Minnesota's reforms lead the way toward accountable care model

Minnesota's 2008 healthcare reforms have laid the foundation for an expansion of the "accountable care" model of integrated and coordinated healthcare delivery, according to a new report.

The report by The Commonwealth Fund and the National Academy for State Health Policy examines landmark health reform legislation that Minnesota enacted to make healthcare delivery more efficient and reduce costs.

Anne Gauthier of the NASHP, the report's lead author, said the state's efforts to transform care delivery offer insights for other states contemplating similar changes and for federal officials charged with implementing national health reform.

Gauthier said Minnesota's reforms have allowed the "accountable care" model – as well as other models of bundled payment – to gain considerable traction in the state.

As demonstrations of accountable care organizations and other payment reforms proceed under the federal Patient Protection and Affordable Care Act, the report says Minnesota will serve as an "excellent testing ground."

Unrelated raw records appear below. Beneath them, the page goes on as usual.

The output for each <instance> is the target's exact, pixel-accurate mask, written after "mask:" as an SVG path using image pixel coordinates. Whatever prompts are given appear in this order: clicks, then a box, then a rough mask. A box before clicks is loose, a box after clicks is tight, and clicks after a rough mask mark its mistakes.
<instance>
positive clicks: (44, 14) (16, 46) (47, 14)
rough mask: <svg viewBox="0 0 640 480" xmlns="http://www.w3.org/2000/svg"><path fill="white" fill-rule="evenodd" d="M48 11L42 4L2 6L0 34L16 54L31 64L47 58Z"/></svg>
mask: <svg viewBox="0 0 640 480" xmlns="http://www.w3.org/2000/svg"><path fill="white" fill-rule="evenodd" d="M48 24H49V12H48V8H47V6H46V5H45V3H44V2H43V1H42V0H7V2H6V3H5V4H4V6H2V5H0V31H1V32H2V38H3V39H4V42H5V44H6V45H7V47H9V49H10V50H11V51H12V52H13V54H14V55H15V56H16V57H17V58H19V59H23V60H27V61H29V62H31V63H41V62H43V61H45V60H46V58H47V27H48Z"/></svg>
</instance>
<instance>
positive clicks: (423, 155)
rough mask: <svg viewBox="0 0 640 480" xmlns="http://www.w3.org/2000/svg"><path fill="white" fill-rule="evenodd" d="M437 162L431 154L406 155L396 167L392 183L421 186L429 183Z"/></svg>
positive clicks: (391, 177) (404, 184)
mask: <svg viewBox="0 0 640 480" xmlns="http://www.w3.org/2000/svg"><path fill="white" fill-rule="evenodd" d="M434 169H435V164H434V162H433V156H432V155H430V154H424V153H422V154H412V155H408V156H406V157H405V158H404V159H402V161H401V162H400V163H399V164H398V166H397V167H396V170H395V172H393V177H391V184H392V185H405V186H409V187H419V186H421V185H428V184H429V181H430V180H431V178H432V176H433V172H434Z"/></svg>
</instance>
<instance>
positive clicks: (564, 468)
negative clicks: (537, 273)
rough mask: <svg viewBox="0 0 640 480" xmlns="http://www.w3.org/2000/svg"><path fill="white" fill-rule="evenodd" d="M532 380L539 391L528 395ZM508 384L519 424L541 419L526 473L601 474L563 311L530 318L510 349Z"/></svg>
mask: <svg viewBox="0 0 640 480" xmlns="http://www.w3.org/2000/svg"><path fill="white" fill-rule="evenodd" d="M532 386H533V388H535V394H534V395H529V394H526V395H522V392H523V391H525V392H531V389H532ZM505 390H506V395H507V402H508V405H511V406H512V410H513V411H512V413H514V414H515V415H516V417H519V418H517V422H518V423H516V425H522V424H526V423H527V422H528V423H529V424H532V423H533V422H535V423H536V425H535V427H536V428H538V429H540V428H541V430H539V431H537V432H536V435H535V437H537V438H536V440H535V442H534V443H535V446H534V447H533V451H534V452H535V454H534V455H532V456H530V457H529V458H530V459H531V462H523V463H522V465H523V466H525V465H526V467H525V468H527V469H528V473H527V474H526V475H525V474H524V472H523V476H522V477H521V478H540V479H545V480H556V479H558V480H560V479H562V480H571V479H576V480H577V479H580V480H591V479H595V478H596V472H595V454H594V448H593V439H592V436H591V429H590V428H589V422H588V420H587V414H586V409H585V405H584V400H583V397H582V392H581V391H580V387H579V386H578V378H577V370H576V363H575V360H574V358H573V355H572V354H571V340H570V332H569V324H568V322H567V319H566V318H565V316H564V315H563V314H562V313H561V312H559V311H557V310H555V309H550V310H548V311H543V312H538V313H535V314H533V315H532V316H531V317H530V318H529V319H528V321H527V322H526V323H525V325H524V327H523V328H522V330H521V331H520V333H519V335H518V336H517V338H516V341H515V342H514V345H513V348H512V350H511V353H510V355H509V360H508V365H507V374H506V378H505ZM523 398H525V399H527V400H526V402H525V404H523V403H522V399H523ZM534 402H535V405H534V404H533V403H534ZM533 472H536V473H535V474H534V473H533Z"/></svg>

In addition to establishing a statewide health improvement program and enhancements to insurance coverage, Minnesota's reforms call for:

  • the collection and reporting of all-payer healthcare encounter data to make healthcare pricing and quality more transparent to purchasers and consumers;
  • the transparent ranking of providers, based on a combination of risk-adjusted cost and quality measures;
  • uniform definitions for at least seven "baskets of care," and standard quality measurements for those baskets;
  • a single, statewide system of quality-based incentive payments to healthcare providers, to be used by both public and private payers; and
  • standards for certifying providers as medical homes that coordinate care for people with complex or chronic conditions, and additional care coordination payments to providers meeting those standards.